Copyright © 2021 Albuquerque Journal
SANTA FE – Legislative analysts say New Mexico failed to meet federal reporting requirements outlining the state’s use of federal stimulus funding, though it isn’t clear there’s any legal consequence.
An annual report submitted by the state Department of Finance and Administration didn’t contain information addressing seven of the 11 minimum reporting requirements sought by the U.S. Treasury Department, according to analysts for the Legislative Finance Committee.
New Mexico’s seven-page public report, in fact, was actually shorter than the 11-page federal template and instructions for what it should contain.
Sen. George Muñoz, a Gallup Democrat and vice chairman of the LFC, said the lack of reporting reflects a broader concern – that New Mexico won’t make prompt, effective use of the $1.75 billion provided under the American Rescue Plan Act.
“We cannot set ourselves up for failure,” Muñoz said this week after hearing from legislative analysts.
Debbie Romero, the Cabinet secretary who leads the Department of Finance and Administration, said the report covered only the first five months of funding under the American Rescue Plan Act.
“We are still building the programs and initiatives to roll out all the funds, which will be better reflected in the coming quarterly reports,” she said in a written statement. “We continue to follow the federal government’s guidance and maintain communication as that guidance evolves. Currently, we are not at risk of losing funds.”
In testimony at the state Capitol, Catherine Dry, a program evaluator for the Legislative Finance Committee, the research and accountability arm of the Legislature, said other states submitted more robust annual plans.
Colorado even established a recovery office, her report said, to coordinate across state agencies and establish performance measures for how the funds are used.
New Mexico’s slimmed-down report, Dry said, leaves the public and federal government with less information about how the state is using its money and may hamper accountability.
But she didn’t suggest New Mexico was in any danger of federal sanctions.
“I don’t believe there are consequences for failed compliance,” Dry told lawmakers.
The federal instruction packet and template for the annual report encourages states to tailor the report to reflect their needs. But it also directs states to address specific topics, such as how their plans promote equity among different demographic groups, using qualitative and quantitative data.
There are also questions on labor practices, serving residents with limited English proficiency and evaluating the effectiveness of programs.
The LFC report said New Mexico’s reporting didn’t include information on future plans for using the funds, promotion of equitable outcomes, use of evidence and other topics.
The report covers activity through July 31 and was due Aug. 31. Annual reports are due each year through 2027.
The report comes as some legislators and Gov. Michelle Lujan Grisham’s administration remain at odds over who has authority to allocate federal stimulus funds. The governor contends the federal funding is within her purview and not subject to appropriation decisions by the Legislature.
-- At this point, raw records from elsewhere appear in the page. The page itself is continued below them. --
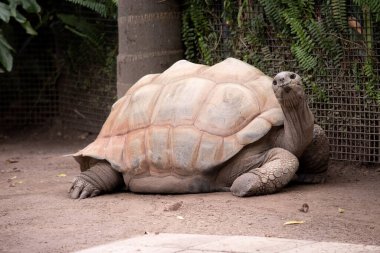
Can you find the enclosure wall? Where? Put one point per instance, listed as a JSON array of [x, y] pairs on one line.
[[149, 39]]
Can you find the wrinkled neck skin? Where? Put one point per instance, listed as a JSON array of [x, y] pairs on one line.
[[298, 123]]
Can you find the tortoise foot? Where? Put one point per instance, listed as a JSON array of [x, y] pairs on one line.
[[81, 189]]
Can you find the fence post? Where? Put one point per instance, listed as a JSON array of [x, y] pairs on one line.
[[149, 39]]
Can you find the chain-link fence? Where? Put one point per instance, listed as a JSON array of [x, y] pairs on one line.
[[62, 73], [335, 48]]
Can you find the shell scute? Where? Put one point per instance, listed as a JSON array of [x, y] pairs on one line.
[[186, 120]]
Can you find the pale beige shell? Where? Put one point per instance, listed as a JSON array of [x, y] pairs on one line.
[[186, 120]]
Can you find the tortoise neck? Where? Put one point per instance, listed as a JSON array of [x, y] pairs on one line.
[[298, 127]]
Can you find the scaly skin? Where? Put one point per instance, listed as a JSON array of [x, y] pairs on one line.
[[99, 179], [262, 168]]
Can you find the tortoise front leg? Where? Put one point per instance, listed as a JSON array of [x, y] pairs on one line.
[[100, 178], [278, 168]]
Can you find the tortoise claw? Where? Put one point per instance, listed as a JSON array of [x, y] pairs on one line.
[[81, 189]]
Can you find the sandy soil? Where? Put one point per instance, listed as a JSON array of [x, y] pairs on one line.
[[36, 214]]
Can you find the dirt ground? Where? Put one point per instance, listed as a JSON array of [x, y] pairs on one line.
[[36, 214]]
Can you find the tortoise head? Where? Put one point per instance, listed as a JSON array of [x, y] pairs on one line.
[[287, 87]]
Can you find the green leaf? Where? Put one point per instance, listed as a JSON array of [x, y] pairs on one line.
[[6, 58], [28, 28], [30, 6], [81, 27], [5, 12], [4, 42], [18, 16]]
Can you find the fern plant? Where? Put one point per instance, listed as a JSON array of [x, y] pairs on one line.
[[261, 34]]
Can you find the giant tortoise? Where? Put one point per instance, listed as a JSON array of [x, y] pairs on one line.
[[196, 128]]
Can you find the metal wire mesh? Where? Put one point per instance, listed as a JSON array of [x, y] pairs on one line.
[[340, 97], [88, 89], [28, 94], [60, 75]]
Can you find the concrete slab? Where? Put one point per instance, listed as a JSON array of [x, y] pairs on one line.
[[195, 243]]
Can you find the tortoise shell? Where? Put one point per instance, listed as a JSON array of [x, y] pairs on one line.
[[186, 120]]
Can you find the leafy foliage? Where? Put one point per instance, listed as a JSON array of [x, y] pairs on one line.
[[13, 10], [262, 32]]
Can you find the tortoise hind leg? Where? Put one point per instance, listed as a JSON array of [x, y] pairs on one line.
[[100, 178], [278, 168], [314, 161]]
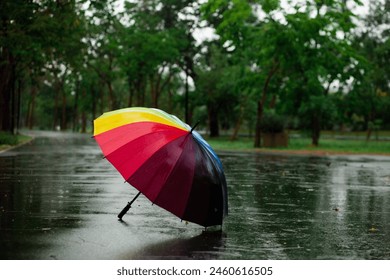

The issue is now before the state Supreme Court. Senate Minority Leader Greg Baca, R-Belen, and Sen. Jacob Candelaria, D-Albuquerque, filed a petition asking the court to bar Lujan Grisham from allocating the roughly $1.1 billion that hasn’t been spent yet.
New Mexico’s Recovery Plan includes an executive summary stating that the state “is committed to ensuring that the ARPA funds are focused in high-risk areas where crime and public health are most in need.”
The report captures spending through July 31, but not anything since then.
It details about $63 million in funding issued to local governments and explains that almost $657 million in federal money was used to replenish the Unemployment Insurance Trust Fund.
Another $8.4 million went to the “Vax 2 the Max” sweepstakes campaign to distribute $100 incentives to residents who got vaccinated at certain times and established a cash lottery for vaccine recipients.
“The result of this initiative is a higher number of vaccinated residents of the state, as well as boosting the economy as the funds are used locally by residents for necessary items,” the state Recovery Plan said.